The author is a teacher. Joe Baron is a pseudonym.

Several years ago, a Guardian columnist – whose name escapes me – argued that, as a consequence of an evolutionary anomaly, whereby the peculiarities of male instincts, immanent skills and inherited abilities have yet to evolve to suit our altered socioeconomic and environmental circumstances, it is not surprising that some boys behave badly. Far from being equipped for the modern world of sedentary indolence, where tapping a keyboard is the closest thing you’ll get to the kind of intense activity existent on the steppes of central Asia some twenty thousand years ago, they remain, at heart, ferocious hunter-gatherers, genetically predisposed to sporadic bouts of aggression and gifted with the spatial awareness to successfully pursue, kill, gather and ultimately survive to live another day. No wonder, then, given this reality, they find it difficult to sit still and learn Pythagoras’ Theorem and quadratic equations.

It is indeed a convincing argument that, unfortunately, lets itself down by proffering a pessimistic non-remedy. Apparently we’ve just got to lump it; we’ve got to accept the fact that boys will naturally be aggressive and, by implication, violent and abusive at school; we’ve got to accept that, literally speaking, “boys will be boys”. Well I don’t buy it.

If boys are genetically inclined to evince such behaviours, we shouldn’t bury our heads in the sand and wait for evolution to work its magic – a phenomenon that could, no doubt, take tens of thousands, if not millions, of years to bear fruit. Instead we should accommodate them, as they do in many excellent schools around the country. Why not direct their natural aggression, competitiveness and hone their spacial awareness through sport, for example? Would that be too masculine for our fluffy Guardian columnist, perhaps?

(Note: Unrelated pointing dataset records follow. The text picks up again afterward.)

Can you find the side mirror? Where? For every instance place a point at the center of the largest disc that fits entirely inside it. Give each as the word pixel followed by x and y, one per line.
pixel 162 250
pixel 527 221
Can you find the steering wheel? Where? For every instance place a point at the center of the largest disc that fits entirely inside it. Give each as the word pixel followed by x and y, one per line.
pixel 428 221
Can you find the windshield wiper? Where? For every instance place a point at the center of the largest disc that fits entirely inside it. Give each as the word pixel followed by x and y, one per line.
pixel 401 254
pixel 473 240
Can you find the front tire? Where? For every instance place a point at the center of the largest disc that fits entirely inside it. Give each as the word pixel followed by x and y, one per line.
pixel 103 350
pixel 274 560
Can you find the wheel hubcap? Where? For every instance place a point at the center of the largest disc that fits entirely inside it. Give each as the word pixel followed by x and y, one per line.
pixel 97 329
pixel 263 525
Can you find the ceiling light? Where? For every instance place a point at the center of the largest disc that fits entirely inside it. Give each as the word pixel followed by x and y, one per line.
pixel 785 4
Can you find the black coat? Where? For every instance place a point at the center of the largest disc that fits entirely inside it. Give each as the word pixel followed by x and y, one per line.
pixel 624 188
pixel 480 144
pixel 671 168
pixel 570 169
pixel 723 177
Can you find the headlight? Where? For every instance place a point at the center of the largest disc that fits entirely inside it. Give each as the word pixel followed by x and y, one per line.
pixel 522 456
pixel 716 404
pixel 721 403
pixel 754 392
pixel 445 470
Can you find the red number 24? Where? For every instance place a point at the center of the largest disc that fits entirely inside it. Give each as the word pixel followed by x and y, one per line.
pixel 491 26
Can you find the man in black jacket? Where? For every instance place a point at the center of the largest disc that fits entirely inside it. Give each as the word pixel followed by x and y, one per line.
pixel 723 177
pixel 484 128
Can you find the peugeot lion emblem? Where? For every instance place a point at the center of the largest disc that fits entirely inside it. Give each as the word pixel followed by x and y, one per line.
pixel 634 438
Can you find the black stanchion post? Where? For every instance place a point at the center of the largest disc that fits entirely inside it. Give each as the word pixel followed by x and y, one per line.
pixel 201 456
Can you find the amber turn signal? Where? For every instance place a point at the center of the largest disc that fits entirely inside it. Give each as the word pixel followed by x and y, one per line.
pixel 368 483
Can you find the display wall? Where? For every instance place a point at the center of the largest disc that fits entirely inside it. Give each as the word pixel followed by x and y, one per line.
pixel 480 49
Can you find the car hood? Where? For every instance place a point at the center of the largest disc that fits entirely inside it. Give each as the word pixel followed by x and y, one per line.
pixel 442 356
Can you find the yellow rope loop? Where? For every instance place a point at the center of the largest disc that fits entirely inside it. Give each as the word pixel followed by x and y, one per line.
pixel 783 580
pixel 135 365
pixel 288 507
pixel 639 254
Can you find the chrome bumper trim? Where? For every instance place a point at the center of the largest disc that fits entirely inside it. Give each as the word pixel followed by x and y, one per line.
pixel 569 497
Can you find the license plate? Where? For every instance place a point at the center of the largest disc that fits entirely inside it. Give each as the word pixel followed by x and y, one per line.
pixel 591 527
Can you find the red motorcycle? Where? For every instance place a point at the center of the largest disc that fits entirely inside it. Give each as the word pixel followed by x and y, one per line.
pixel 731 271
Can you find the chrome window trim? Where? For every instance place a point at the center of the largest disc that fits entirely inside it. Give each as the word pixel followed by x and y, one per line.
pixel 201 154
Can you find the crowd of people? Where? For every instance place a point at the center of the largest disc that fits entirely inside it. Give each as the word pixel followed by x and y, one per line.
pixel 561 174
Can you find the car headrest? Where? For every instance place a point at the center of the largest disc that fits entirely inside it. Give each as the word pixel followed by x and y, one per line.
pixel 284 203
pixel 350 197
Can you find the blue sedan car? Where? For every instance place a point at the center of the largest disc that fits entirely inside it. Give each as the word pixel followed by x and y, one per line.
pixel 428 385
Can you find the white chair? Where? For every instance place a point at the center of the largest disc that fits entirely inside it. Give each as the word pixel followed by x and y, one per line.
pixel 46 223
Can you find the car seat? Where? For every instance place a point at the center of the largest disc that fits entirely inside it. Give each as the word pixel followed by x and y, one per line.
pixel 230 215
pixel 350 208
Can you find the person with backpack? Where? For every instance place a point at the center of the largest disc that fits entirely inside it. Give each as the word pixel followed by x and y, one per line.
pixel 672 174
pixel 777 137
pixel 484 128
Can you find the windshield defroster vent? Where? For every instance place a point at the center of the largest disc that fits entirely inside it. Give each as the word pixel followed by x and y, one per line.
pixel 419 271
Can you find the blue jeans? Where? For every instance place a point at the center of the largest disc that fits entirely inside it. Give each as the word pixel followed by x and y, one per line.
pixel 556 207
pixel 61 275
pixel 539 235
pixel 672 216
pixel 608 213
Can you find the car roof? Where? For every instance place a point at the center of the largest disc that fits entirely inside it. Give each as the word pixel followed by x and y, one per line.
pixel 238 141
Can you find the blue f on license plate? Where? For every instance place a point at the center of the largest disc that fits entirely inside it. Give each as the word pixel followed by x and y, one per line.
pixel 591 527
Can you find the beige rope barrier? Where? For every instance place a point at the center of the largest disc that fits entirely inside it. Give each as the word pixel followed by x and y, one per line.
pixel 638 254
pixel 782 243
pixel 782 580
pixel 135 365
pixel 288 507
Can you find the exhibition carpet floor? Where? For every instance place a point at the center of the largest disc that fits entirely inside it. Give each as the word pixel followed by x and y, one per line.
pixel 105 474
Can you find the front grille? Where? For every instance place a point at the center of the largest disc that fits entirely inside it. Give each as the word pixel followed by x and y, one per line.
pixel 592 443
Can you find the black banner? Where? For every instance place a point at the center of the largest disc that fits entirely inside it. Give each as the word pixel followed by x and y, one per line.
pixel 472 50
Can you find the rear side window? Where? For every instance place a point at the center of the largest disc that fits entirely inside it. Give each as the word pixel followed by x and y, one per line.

I was lucky enough to go to an excellent school that encouraged competitive sports, music, drama and, of course, both academic and artistic excellence. In the winter we played rugby every Saturday afternoon; in the summer it was athletics and cricket; in music, we had various bands according to instrumental competency and our lessons were equally competitive and strictly stratified according to one’s ability.

The point is here that the educational philosophy espoused by my alma mater accepted our inherent masculinity. Aggression was controlled through sports; our competitive spirit was accommodated through academic, sporting and artistic selection, inter-house cross-country, debating and chess tournaments not to mention regular competitive fixtures against other schools. As a result, abuse of our teachers was unheard of. Away from the rugby pitch, acts of aggression were indeed non-existent, and, let me make this clear, this was a comprehensive school that included ordinary kids, including me, from the local area, some relatively wealthy, some living in abject penury.

In contrast, in my view, today’s education system has been feminised and, as a sad consequence, aggression, abuse and violence are rife, particularly among boys. There are mixed ability classes, little to no competitive sports, an overweening, suffocating “all must have prizes” culture and interminable classroom discussions about feelings – four features that contrive to inhibit and frustrate a boy’s natural instincts. No wonder they misbehave, especially when Left-wing, moral relativist, non-judgementalist, misguided senior leaders refuse to discipline them, too.

If we want our boys to behave and get the best out of school, we must accept reality, accommodate and control their natural instincts, and reverse the dangerous feminisation of our education system. It’s no good, Mr Guardian Columnist, irresponsibly asserting, “We’ve just got to put up with it!”